Mr Hayes flew to New York courtesy of British Airways.Tubby drinks Worthington Ales. Mr Hayes jacket by Dombey and Son, school outfitters, Tubby Hayes recommends Selmer saxophones. Sponsored by After Eight Mints, the perfect finish to after-dinner jazz (I just made this all up, but it shows how sponsorship could have helped prop up the ailing finances of British Jazz in the Sixties ).
More plagiarism but the professionals write it better:
“Hayes’ music kicked in violent reaction to the austere and ‘mustn’t-grumble’ attitude which hung over the United Kingdom like a fog even during the late 1950s, and spoke of a very un-British confidence and lack of reserve that made virtually everything else on the local jazz scene wither into insignificance… The writer Dave Gelly summed up an impression of Hayes far better…that Tubby “played Cockney tenor-garrulous, pugnacious, never at a loss for a word and completely unstoppable.”
Taken from the best overview of the Tubby Hayes story, from his biographer and fellow tenor player Simon Spillett. More here:-
Social Anthropology Class
When asked if they would like a drink, an Englishman’s answer is “a pint of bitter, thank you” The track title sums up in only a few words, two permanently entwined British preoccupations: alcohol, and weights and measures. The whole joyless Victorian culture which revolves around the government’s punitive taxation of life’s small pleasures, and the its stoic acceptance. “A pint of bitter, please” Not a half pint, not a litre, not a glass, not “a beer”, an exact imperial measure of the quintessentially British “bitter” , and woe betide any shifty barman that served you short measure.
Originally released in 1961 on the Philips-owned label Fontana label (TFL 5183)
This “mid-price” 1967 re-issue is on Phillips own budget label Wing (WL1162). Fontana pressings I have generally found superb, and in all likelihood the same Philips master will have been put into service for the budget release, so the audio fidelity should be pretty similar ie “second pressing”. The original sells for over £100 if you can find one, so this derivative, which sells for around a third of that, makes temporary compromise until an original pops up.

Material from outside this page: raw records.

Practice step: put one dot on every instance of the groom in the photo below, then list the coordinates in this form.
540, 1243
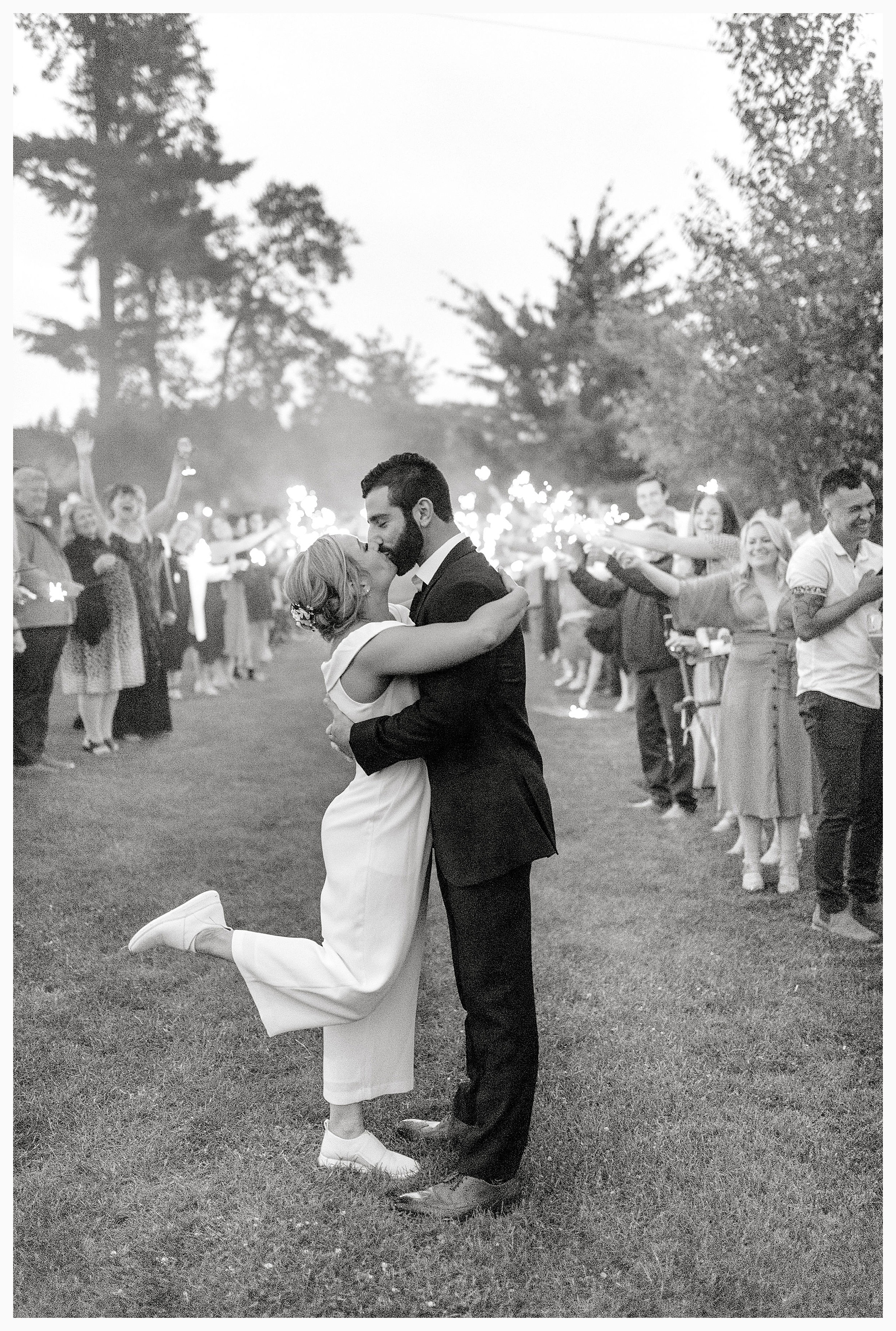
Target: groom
490, 819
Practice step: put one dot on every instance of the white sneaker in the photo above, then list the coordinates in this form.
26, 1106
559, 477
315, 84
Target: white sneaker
179, 928
789, 879
752, 880
843, 925
365, 1154
774, 852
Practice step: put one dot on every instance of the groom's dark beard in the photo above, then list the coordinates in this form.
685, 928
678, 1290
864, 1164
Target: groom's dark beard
408, 549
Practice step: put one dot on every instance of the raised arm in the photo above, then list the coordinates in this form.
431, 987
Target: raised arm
84, 450
666, 583
812, 618
631, 575
227, 549
697, 547
163, 515
421, 651
445, 714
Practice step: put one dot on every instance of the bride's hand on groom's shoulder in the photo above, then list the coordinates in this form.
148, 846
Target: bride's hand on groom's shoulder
339, 731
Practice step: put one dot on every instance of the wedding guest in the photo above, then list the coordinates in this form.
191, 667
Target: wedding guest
765, 762
176, 635
659, 683
43, 621
576, 650
836, 581
651, 497
225, 547
260, 601
132, 536
103, 653
798, 522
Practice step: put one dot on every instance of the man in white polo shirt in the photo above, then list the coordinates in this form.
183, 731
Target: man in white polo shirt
838, 585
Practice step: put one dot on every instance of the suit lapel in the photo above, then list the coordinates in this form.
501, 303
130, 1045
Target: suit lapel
464, 547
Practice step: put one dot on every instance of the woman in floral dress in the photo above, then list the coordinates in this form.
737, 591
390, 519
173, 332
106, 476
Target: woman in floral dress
143, 711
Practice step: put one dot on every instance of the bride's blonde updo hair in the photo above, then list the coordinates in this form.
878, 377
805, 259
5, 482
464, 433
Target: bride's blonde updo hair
324, 589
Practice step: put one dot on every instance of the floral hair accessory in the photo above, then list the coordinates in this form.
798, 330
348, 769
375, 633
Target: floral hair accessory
303, 618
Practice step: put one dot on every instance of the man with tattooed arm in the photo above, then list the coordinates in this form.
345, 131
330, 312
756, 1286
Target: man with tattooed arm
838, 585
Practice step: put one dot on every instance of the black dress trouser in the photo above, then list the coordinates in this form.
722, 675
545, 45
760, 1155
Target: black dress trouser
659, 735
848, 750
32, 683
492, 948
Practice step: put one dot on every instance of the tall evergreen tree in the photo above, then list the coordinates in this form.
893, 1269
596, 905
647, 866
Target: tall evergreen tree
570, 380
277, 271
789, 294
130, 180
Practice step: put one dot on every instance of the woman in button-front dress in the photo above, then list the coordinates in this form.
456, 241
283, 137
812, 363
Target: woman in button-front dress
765, 758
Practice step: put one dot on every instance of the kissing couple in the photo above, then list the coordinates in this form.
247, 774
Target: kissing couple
432, 707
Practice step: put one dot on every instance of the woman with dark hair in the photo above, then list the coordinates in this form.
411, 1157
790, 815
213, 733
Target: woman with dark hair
143, 711
711, 546
765, 760
103, 653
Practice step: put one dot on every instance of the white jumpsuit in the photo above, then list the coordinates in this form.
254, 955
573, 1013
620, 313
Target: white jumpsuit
361, 983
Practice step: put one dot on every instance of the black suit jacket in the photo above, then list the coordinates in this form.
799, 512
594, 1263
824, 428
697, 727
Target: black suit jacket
490, 810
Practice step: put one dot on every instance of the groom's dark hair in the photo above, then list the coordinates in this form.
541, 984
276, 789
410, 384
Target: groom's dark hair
409, 477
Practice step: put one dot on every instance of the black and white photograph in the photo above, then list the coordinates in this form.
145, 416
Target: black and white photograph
446, 694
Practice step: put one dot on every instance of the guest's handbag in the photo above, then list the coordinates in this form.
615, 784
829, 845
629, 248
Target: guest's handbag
92, 618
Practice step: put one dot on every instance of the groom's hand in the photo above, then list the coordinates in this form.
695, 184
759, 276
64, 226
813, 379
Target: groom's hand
339, 730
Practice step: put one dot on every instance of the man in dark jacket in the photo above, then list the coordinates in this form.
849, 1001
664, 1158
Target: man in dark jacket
666, 758
44, 622
490, 818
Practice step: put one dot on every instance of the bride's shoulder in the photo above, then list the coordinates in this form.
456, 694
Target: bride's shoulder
401, 614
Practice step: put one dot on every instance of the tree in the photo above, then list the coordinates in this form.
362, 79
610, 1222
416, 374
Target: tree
130, 180
275, 287
570, 381
790, 297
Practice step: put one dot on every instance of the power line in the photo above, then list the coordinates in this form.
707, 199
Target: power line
566, 32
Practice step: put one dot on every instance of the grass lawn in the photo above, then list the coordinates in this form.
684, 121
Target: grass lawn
707, 1131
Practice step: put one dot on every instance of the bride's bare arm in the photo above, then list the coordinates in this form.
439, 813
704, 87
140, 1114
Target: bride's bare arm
420, 651
696, 547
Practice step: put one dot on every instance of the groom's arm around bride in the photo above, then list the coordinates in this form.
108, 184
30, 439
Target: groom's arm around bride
490, 813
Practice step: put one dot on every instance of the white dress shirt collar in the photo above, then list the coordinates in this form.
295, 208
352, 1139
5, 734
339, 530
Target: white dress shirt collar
424, 574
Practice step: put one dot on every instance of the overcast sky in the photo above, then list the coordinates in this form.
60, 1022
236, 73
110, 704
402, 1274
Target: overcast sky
452, 147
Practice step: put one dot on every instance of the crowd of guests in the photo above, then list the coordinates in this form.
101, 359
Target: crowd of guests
122, 597
754, 655
750, 651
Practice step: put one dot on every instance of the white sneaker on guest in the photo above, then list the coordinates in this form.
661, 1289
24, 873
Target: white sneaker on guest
789, 879
365, 1154
179, 928
752, 880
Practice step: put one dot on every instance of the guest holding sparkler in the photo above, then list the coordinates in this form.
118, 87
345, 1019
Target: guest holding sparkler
765, 762
132, 534
43, 621
668, 763
103, 653
225, 546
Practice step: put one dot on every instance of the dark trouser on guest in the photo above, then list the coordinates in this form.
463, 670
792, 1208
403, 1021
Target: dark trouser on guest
490, 931
659, 730
550, 615
848, 749
32, 683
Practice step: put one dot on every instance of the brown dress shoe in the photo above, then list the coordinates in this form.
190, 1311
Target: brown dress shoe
433, 1131
458, 1197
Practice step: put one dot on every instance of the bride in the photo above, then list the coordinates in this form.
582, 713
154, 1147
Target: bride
361, 983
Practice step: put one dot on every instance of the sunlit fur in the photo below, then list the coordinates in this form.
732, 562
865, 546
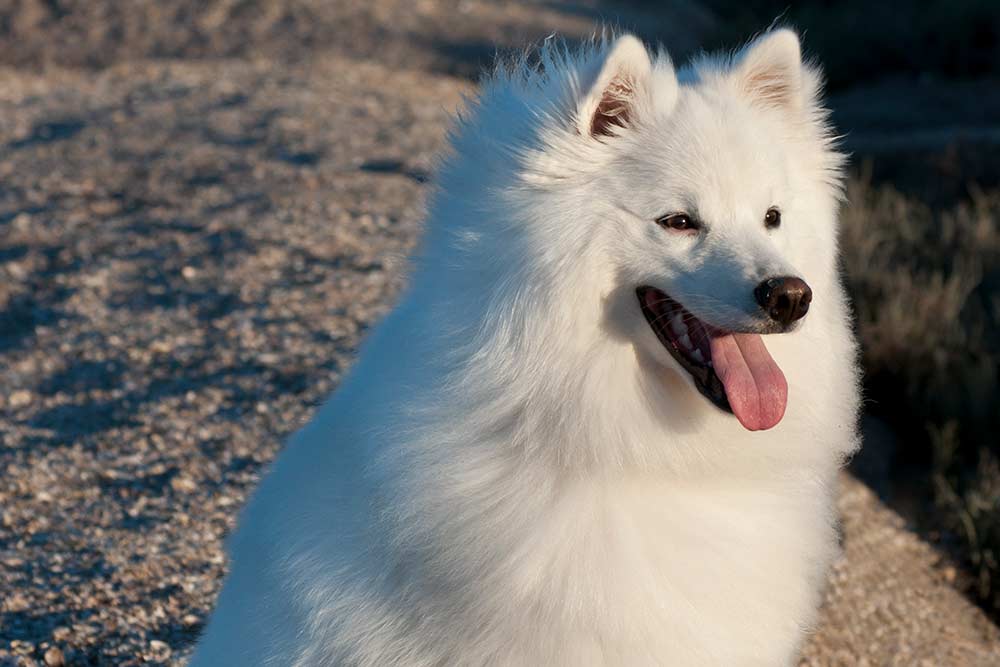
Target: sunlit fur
516, 472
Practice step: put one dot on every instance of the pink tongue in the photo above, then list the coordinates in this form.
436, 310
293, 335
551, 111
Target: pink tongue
755, 386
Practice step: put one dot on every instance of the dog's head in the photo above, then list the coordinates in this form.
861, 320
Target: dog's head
723, 184
699, 205
711, 195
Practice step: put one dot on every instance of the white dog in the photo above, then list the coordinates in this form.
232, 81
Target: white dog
600, 427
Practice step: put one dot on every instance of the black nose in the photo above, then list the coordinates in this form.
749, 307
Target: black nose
784, 299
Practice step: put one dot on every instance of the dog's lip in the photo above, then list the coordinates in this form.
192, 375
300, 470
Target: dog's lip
705, 379
733, 370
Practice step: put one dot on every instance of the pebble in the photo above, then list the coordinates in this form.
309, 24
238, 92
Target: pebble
54, 657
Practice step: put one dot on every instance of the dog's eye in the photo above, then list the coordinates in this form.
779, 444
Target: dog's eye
678, 222
772, 218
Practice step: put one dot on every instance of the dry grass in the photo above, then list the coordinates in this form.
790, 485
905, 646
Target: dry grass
925, 288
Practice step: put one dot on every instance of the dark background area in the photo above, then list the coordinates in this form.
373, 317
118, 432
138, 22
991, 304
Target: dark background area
202, 207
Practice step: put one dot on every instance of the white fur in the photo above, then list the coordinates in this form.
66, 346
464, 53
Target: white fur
516, 472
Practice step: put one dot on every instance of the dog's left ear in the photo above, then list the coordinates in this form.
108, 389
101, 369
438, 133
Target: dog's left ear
619, 92
770, 72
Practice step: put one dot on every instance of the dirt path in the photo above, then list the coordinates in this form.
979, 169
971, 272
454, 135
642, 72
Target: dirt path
190, 252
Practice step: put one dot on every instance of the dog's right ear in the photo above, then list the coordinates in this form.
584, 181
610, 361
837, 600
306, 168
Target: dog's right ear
620, 91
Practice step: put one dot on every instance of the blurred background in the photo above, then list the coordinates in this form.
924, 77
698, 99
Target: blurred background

The original cover is hugely superior, making the connection between Tubby and his fellow New York musicians, whilst the Wing cover merely draws attention to Tubby’s bulging cheeks and school blazer. Not jazz’s finest contribution to graphic design.
Philips UK pressing
I paid a little too much as it is not especially rare, but I had a bad day and needed cheering up, so this fitted the bill. A “comfort purchase” which was in front of me to take home. With the ladies it’s often a pair of shoes. I have only one pair of feet, but shelf space for a few more hundred LPs. And this LP will last a lot longer than a pair of shoes, and, dare I suggest, give me a lot more pleasure than foortwear.